Pembantaian dan Cuaca
Dengan beberapa kata, Muhammad Nasrullah, pengungsi dari utara Gaza, menggambarkan malam sulit yang dihabiskan bersama keluarganya di tenda dekat perbatasan dengan Mesir, barat Rafah, dengan mengatakan, “Pemboman, kelaparan, ketakutan, dan hujan.”
Penduduk Rafah dan para pengungsi terganggu terhadap suara ledakan besar yang terdengar dari jauh di Kota Khan Yunis, yang berjarak sekitar 11 kilometer.
Muhammad mengatakan, dia tinggal bersama lima anggota keluarga dan ibu mertua di dalam tenda kecil sejak terpaksa mengungsi dari Jabalia di utara Gaza ke Rafah sekitar 3 bulan yang lalu, “Itu malam yang sangat sulit, suara petir, kilat, dan angin bercampur dengan ledakan roket dan peluru.”
Muhammad mengulangi, “Hidup kami adalah tragedi,” katanya. Ketakutan Muhammad semakin meningkat atas kesehatan anak-anaknya yang terpapar penyakit akibat hujan dan dingin yang sangat ekstrem, ditambah dengan ketidaktersediaan tempat tidur dan selimut yang sesuai.

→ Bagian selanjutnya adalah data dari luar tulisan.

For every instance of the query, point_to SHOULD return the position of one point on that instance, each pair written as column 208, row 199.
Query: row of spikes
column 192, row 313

PBB telah memperingatkan tentang bencana kesehatan masyarakat di wilayah tersebut, dan penyebaran penyakit dan wabah mematikan di antara penduduk. Badan bantuan PBB mengakui warga Gaza menghadapi serangan udara, kelaparan, penyakit, dan kekurangan pangan.
Bencana Kesehatan
Kementerian Kesehatan di Gaza menjelaskan kondisi kesehatan sebagai “bencana dan sangat menyakitkan,” dan mencatat penyebaran besar penyakit menular dan pernapasan di antara penduduk dan pengungsi, terutama di kota Rafah.

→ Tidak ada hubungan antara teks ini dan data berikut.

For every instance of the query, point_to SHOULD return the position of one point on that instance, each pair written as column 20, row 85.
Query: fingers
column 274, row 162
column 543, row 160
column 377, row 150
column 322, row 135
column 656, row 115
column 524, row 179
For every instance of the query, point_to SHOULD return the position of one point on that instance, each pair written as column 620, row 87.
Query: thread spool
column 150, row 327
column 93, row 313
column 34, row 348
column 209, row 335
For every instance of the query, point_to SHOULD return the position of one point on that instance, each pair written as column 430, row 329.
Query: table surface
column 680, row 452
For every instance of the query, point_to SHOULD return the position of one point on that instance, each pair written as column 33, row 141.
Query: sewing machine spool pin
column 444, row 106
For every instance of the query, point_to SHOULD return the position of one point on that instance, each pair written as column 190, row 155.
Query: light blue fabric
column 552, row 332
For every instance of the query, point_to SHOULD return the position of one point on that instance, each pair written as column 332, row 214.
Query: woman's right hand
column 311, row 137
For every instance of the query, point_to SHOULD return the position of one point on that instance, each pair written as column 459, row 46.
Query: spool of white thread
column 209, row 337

Ketua Komite Darurat Kesehatan di Rafah, Dr. Marwan Al-Hamaseh, mengatakan, penyakit-penyakit ini menyebar terutama di kalangan anak-anak, dengan gastroenteritis, hepatitis epidemik, infeksi saluran pernapasan atas dan bawah menjadi yang paling umum.
Hamaseh mengakui bahwa tingginya tekanan pengungsi di tenda dan pusat penampungan, dalam cuaca yang sulit ini, dengan kebersihan, sanitasi, dan makanan yang kurang memadai, menyebabkan penyebaran besar penyakit dan semakin sulit dengan kekurangan obat-obatan dan tidak tersedianya vitamin dan antibiotik.